During a recent site visit, Susanne Leonhartsberger, MD of Wacker Biotech GmbH, told BioPharma-Reporter that the acquisition was ‘capacity-driven’, as the company was close to full-utilization on the German manufacturing side – the unit has production sites in Jena and Halle.
Leonhartsberger explained that biopharma products market is strong domestically, currently making up 26% of the overall German pharma market.
As a result, Wacker Biotech has been expanding its capabilities through acquisitions and build-outs since its entrance into contract development and manufacturing organisation (CDMO) market, through the purchase of ProThera in 2005.
The investment saw the further acquisition of Scil Proteins in 2014, which gave the company a site in Halle, as well as the expansion of the Jena site to increase capacity.
The Amsterdam site added additional capacity; however, in first quarter financials, the company stated that it is currently ‘underutilized’, which weighed on the EBITDA generated by the unit and led to 42% lower results than the previous year.
Leonhartsberger explained that the acquisition was not solely motivated by adding capacity, with the site adding fill and finish capabilities to the unit, allowing it to produce final drug product.
She explained that the site also gave the company ‘additional experience’ in producing live microbials and vaccines.

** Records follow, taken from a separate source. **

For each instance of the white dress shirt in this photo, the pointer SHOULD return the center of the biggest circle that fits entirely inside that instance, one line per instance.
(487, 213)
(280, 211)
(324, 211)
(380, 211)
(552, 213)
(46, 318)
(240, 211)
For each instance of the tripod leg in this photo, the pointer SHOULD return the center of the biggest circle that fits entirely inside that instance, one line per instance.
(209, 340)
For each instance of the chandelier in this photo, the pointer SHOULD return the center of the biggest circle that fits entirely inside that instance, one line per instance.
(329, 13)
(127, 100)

Regarding potential further investment, whilst other parts of business faces difficulties, she said, “The company has some challenges on the polysilicon side, but we made the Synco acquisition last year, so the company has supported us when we required the capacity.”

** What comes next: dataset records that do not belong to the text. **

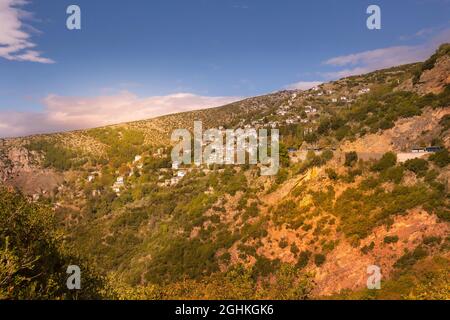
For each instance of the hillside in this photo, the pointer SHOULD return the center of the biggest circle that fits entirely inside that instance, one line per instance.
(352, 192)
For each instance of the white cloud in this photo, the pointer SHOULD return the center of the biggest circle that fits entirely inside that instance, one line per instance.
(15, 42)
(303, 85)
(368, 61)
(69, 113)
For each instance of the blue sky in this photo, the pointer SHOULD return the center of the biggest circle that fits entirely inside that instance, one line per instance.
(152, 55)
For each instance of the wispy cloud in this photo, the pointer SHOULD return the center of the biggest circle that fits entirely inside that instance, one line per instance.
(69, 113)
(367, 61)
(15, 37)
(303, 85)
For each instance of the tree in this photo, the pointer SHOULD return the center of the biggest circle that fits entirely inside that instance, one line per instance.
(33, 261)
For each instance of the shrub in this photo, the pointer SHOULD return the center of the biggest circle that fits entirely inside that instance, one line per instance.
(390, 239)
(417, 165)
(350, 158)
(389, 159)
(332, 175)
(440, 158)
(303, 259)
(319, 259)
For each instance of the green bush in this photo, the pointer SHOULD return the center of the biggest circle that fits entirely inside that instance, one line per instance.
(390, 239)
(389, 159)
(418, 166)
(350, 158)
(319, 259)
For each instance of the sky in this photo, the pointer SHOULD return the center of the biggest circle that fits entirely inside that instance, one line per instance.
(139, 59)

“In the future, I think Wacker realizes that the business here is growing, and they want that alongside the more traditional chemical and polysilicon businesses,” she concluded.
The CDMO market for biologics is a competitive space, including the likes of large, established players, such as Lonza and Catalent that continue to invest in capabilities.

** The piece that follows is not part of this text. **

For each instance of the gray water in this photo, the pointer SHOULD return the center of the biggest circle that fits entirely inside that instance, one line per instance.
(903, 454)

In addition, Wacker is not the only large multinational company that is eyeing up the potential of the biologics CDMO space, with Fujifilm deploying capital to expand offerings, including spending $890m on one site for the large-scale production of biologics.
When BioPharma-Reporter asked Guido Seidel, MD of operations for Wacker Biotech GmbH, why clients would choose the business over rivals, he replied that the unit operates in the niche of microbial expression systems, where it is “backed by good science and technology.”
Seidel noted that he would not expect clients to approach the company regarding full-length antibodies, “However, for other diverse proteins, such as bi-specific or antibody fragments, then customers usually tend to go for microbial expression systems. We believe that we are the leader in such technology, and this is why clients come to us.”
At present, Wacker Biotech has picked up partners that include Novartis, Roche, AstraZeneca, and Biogen to use its expression systems.
Jörg Lindemann, MD of Wacker Biotech B.V., explained that part of the appeal of the microbial approach is that “the manufacture of live microbial products requires fewer process steps than the [traditional] production of pharmaceutical proteins.”
According to Lindemann, the fewer processing steps allows for shorter production times, reducing cost, as well as the process seeing higher yields of native protein.
The Wacker Group announced as part of its full-year 2018 results that lower integration costs during 2019 will see the business develop its EBIDTA ‘significantly’ on the previous year. Wacker will release its second quarter financials on August 1, which will reveal whether the unit is on track to do so.
Beyond 2019, establishing Wacker Biotech’s position in the growing biologic CDMO market will require further investment, through capacity or acquisitions.
On being asked whether this investment looks likely, Leonhartsberger answered, “Both are possibilities, either to build more capacity, if needed, or to go via acquisitions. This isn’t the end of the growth story.”